My feet are feeling distinctly the worse for wear. This, I suspect, is a direct consequence of hours standing watching the cycling and hours spent pounding the pavement: walking and jogging. A foot massage would be bliss but I’ll have to settle for soaking them in cold water.

Strand Shopping Gallery – like going back in time!

I have done Sydney. Yes, I have walked all over the place, aided and abetted by the Hop on/Hop off buses. I love the juxtaposition of old and brand spanking new in the centre of town. I particularly liked those modern buildings that take some reference from the surrounding sandstone ones, specifically those in Macquarie and Bridge Streets.  I loved the refurbishment and conversion of the Queen Victoria Building and the Strand Arcade into Shopping Malls. I approved of the refurbished Hilton Hotel, opposite the QVB, and the retention of the historic Marble bar. I adored the view of Sydney from the Rocks where you can see the town’s modest beginnings against the backdrop of the modern skyline  and the iconic Bridge and Sydney Opera House. I also liked  the renovated wharves at Star City.
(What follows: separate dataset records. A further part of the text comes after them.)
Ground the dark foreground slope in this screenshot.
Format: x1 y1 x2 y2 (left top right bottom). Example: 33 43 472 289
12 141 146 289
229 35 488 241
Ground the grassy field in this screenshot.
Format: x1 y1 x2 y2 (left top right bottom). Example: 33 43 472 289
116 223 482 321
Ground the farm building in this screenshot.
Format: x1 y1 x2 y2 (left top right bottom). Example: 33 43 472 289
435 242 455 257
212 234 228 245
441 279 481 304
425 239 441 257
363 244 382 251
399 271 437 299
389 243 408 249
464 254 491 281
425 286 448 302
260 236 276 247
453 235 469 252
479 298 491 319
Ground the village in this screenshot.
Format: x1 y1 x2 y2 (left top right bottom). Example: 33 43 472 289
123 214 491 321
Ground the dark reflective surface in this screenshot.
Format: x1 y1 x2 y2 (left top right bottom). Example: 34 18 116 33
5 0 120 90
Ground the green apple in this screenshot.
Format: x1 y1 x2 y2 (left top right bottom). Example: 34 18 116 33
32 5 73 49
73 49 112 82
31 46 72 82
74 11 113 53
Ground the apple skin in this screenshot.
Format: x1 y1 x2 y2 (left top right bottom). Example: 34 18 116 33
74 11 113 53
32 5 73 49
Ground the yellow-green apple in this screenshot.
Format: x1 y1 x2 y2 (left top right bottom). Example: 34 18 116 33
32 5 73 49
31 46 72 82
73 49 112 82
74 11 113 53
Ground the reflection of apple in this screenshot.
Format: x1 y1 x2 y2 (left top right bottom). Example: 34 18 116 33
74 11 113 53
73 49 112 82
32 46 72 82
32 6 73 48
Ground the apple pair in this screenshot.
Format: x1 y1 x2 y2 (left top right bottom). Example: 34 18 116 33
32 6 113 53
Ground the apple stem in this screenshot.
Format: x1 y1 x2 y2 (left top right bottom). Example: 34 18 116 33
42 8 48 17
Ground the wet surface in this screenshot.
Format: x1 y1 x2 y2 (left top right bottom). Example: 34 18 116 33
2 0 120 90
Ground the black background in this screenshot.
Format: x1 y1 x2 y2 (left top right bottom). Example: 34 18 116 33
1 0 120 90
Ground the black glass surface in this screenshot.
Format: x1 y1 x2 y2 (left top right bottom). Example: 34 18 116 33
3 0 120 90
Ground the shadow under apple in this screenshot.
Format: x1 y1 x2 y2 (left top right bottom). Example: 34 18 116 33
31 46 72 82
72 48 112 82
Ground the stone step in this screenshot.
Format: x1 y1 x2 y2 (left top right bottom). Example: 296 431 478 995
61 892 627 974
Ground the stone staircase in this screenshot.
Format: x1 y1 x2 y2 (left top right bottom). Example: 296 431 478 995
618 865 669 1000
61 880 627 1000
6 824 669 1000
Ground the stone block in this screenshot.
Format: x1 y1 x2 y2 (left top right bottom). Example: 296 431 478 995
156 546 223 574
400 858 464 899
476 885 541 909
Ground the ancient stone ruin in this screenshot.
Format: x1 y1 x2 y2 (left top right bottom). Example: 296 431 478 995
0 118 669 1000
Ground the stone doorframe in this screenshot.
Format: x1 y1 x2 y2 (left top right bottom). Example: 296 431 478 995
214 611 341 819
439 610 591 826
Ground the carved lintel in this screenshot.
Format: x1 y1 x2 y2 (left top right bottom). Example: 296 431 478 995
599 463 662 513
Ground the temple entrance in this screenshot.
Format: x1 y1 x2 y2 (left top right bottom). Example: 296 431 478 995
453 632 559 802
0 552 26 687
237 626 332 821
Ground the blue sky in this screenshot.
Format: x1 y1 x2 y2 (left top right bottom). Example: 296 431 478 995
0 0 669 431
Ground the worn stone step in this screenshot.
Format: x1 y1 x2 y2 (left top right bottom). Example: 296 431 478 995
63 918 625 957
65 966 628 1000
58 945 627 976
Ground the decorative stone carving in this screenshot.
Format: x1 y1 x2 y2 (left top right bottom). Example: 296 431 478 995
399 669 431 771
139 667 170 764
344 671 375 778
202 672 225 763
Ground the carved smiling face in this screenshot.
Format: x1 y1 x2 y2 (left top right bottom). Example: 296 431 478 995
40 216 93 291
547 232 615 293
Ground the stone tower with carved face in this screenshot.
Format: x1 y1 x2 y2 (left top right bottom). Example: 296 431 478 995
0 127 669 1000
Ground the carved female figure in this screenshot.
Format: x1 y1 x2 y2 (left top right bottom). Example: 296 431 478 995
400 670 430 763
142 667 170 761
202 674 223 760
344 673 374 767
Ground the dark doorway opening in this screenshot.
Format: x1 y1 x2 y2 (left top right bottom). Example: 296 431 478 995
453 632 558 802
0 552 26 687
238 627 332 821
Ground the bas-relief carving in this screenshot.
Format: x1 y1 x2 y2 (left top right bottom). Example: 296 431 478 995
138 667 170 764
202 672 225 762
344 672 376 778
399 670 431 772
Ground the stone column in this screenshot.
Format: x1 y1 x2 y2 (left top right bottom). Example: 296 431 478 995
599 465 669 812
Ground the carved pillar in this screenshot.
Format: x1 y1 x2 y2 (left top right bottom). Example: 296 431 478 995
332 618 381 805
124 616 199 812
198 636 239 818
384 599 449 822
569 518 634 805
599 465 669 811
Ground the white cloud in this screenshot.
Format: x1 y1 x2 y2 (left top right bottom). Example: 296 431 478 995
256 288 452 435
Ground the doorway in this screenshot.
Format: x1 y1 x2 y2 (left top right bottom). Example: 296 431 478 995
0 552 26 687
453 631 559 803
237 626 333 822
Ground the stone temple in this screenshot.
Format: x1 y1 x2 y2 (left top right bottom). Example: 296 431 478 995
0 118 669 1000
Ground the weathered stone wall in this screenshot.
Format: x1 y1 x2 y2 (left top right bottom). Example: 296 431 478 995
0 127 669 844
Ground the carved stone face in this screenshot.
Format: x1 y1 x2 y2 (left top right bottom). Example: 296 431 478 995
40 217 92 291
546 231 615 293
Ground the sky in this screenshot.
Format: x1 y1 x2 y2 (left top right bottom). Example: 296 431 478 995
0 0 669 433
Barely populated Manly Beach

I revelled in the bohemian feel of Kings Cross and Paddington with their eclectic mixes of dwellings and their pavements enlivened with restaurants, bars, cafes and interesting shops. Equally, I enjoyed the ritzier locations of Rosecutters, Double, Rose and Vaucluse Bays where some of Sydney’s most expensive real estate is located.  While the bus commentary advised that there had been no deaths from shark attacks on Sydney’s beaches since two incidents in 1929, it failed to mention the numerous attacks since where victims had lived to tell their tales, albeit with missing limbs. You won’t therefore be surprised to learn that I passed on the opportunity to get up close and personal with sharks and other assorted marine life at the Sydney Aquarium. Equally, I felt no pressing need to visit Sydney’s Wildlife World despite the presence of a huge crocodile and a deadly taipan. I guess this isn’t one of those touchy feely places where the kiddies are encouraged to pet the animals.

Spoilt for choice!

I did however stop off at Sydney’s fish market, where the exhibits are largely dead, apart from a few swimming around in tanks awaiting their fate at the point of a finger. My father would have loved to have seen this wonderful array of glistening, fresh fish. I dined on an assortment of plump oysters for a fraction of the price I’ve been paying in local restaurants and would have had a lobster if only I could have found one small enough. They breed ’em big in Oz.